Toutefois, cette grève du sexe semble presque modeste face au tournant historique qu’a connu le Liberia. En 2002, Leymah Gbowee lance un mouvement de grève du sexe pour un objectif bien plus ambitieux : restaurer la paix dans le pays. En effet, à cette époque, le pays est déchiré par une guerre civile sanglante, divisée entre deux camps : les partisans du dirigeant Charles Taylor d’un côté et plusieurs chefs de guerre de l’autre. Les femmes, sont exclues des processus de négociation.

Grâce à leur grève du sexe, elles parviennent finalement à participer aux discussions aux côtés des chefs de guerre. Le gouvernement militaire de Charles Taylor est renversé. En 2011, Leymah Gbowee sera récompensée par le Prix Nobel de la paix pour son rôle dans la promotion de la paix, notamment par le lancement de cette grève du sexe.

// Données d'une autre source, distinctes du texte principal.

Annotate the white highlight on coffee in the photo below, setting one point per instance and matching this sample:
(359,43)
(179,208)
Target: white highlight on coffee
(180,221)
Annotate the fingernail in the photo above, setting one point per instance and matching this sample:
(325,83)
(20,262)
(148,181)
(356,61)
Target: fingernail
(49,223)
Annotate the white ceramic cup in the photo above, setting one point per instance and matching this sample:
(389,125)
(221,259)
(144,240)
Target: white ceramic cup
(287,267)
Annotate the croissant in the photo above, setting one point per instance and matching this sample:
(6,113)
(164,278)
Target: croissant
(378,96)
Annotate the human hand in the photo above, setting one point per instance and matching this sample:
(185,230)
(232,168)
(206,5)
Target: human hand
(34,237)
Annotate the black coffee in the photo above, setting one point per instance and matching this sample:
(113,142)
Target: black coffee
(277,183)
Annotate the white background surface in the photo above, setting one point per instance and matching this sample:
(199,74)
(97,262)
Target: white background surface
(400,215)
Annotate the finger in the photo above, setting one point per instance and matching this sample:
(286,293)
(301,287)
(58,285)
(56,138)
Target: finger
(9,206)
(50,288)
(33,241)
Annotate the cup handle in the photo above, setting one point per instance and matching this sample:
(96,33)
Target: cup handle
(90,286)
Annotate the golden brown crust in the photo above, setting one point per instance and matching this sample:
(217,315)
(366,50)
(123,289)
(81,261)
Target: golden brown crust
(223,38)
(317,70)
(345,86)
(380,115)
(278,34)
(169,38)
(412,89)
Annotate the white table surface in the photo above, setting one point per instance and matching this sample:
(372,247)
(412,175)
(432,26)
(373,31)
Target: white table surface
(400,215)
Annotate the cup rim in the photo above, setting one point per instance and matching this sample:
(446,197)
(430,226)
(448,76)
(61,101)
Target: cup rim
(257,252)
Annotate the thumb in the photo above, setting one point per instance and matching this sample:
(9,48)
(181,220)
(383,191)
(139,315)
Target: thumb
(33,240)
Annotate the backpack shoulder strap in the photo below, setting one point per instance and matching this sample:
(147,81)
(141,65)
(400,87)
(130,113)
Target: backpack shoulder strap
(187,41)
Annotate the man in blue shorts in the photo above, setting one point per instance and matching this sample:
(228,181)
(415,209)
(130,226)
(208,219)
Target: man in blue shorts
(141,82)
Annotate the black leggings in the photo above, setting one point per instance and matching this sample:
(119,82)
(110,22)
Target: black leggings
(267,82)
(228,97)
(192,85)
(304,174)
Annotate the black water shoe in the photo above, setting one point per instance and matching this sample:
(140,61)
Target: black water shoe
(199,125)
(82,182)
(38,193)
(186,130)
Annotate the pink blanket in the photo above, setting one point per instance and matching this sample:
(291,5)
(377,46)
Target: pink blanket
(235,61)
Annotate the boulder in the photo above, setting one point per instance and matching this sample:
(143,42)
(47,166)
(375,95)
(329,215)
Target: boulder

Le pussy power, la grosse colère.

Dans un contexte marqué par des débats mondiaux sur les droits des femmes, un mouvement féministe a particulièrement gagné en visibilité ces dernières années. C’est le modèle 4B (Bread, Bedroom, Baby, Body) qui s’apparente à une grille d’analyse afin de définir ce qu’est le rôle la femme moderne.

D’abord né en Corée du Sud, le mouvement est devenu viral aux Etats-Unis. Au lendemain de l’élection de Donald Trump, le mouvement féministe radical prend de l’ampleur sur les réseaux sociaux. Par conséquent, depuis le 5 novembre, «4B» apparaît comme l’un des mots-clés les plus recherchés sur Google aux Etats-Unis. 

Mouvement Féministe Sud-Coréen 4B devient viral Aux États-Unis

Membre du Pussy Power au pied de la Trump Tower

Symbole de cette viralité, un message posté sur X (ex-Twitter) a été vu par presque 18 millions de personnes : “Les filles, il est temps de fermer vos utérus aux hommes. Cette élection prouve plus que jamais qu’ils nous détestent, qu’ils nous détestent fièrement. Ne les récompensez pas.”

Le mouvement prône les quatre points suivants lorsqu’on est une femme : non aux rencontres amoureuses hétérosexuelles, non au sexe avec les hommes, non au mariage avec les hommes, non à la reproduction. Sévère. Par ailleurs, sur les réseaux sociaux, elles sont de plus en plus nombreuses à faire le vœu d’être célibataires à vie. En soi, des nonnes au 21ème siècle, un zeste de colère en plus.

Si la grève du sexe est le moyen de pression le plus vieux au monde, elle semble toutefois ne pas avoir perdu en efficacité. Du moins, elle apparait comme une stratégie payante pour les femmes qui cherchent à faire entendre leurs revendications. Mais est-ce que ça marche dans les deux sens ? L’Histoire nous le dira peut-être un jour.